Hello, being the first point of "dialogue" on the site links to programmatic codes for computers to display "Hello World" in a number of environments. Every "Hello World" in the code is then linked to blank pages with a phonetic pronunciation or the spelling of the word hello in many different languages, which are all linked to the C.I.A. World Factbook for that particular country. Being the launching point, though this was implemented last, I feel it provides a sense of how "cyberspace" is functioning; a degree of anonymity and another of a world sense, in the sense that just as the phone revolutionized language, so too the internet does on a far greater level. Soon, I would assume, translational capabilities will be included with basic software, and though many countries fall under the radar of the World Wide Web, a unique language is forming, one that combines much of the "universal" languages, that is, music and math and expression, with the common spoken language, that is in effect converging as much else. Not to say that language is universalizing, but communication has to be.

The link from "poetry" is only a compilation of pictures of poets that have influenced me in thinking more broadly about how we relate experience. Ironically, I liked the idea of their pictures up there with no reference to their names or works. In a larger sense I felt, as their words have been so influential and most definitely canonized, that a page of simple portraits would convey something about their existence, something I think is a problem in today's world of "literary," "popular," and unacknowledged tastes. In this vein, the poets who may themselves seem daunting to others are un-included from their own words; the necessity of their recapitulation, and instead one may view the picture as weird people or attractive people or ugly people or distinguished people, without a certain "history" nipping at the heels of the interpreter, unless they know the photographs. This is a terminal link, though I envisioned biographical links, because at this point, a few pages in, the pictures, I think, mean something themselves, though I am biased. Either way, the end of a short story in images, if it is, can convey the content in an abstract way usually unavailable to everyday language, but at the same time utterly a part of everyday language; the storage of faces in memory, etc.

There are points throughout the website such as the link to a manual for a vacuum cleaner that serve as a one person memex that happened as I went over parts of the pages. Ideally, I would write my own vacuum cleaner instruction manual and then link again within it, though I didn't want to copy an entire site and just paste. However, as the site was revised these were split, reinserted, and deleted, creating a sense of intertextuality without the sense of intertextuality.

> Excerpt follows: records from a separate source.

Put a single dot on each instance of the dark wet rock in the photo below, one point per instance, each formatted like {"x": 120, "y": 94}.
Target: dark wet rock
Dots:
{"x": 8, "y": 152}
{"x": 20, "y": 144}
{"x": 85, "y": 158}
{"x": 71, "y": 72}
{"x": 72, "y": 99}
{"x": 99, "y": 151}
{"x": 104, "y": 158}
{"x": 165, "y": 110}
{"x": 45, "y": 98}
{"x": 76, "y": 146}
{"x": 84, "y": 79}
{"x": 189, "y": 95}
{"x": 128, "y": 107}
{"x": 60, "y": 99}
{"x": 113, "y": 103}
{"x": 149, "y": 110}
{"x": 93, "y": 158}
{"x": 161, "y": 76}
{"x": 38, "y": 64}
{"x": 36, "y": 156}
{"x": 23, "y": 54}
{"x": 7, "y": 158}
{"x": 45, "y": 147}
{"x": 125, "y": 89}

I also wanted to involve Calvino's idea of the parsed text with meaning, which again ties into Barthes. With a semi-coherent page to begin with, the words are rearranged and at times take on a list-type function. Other times it appears to be a poem, or prose, but they are all reconstituted into a fluid dynamic of ideas. In an ideal world, I would include music, and all the text would be spinning, ala Marcel Duchamp's "Anemic Cinema."

However, all of these concrete pages were scrapped for a "folded-in" version of the webpage. As does Djinn, though not as "clearly," the webpage was then worked from the last link, adding the entire page, then reordering each one before it was exported to the previous. In a sense, I felt this might be an extreme version of the rhizome, as almost the entire site is available at the beginning in a fashion where as one surfs through the pages an notices similarities, or is able to put together text, earlier moments take new shape. It was also tied to an idea of "earning," as when one repeats something, it should always contain more meaning then the first time, or what is being said?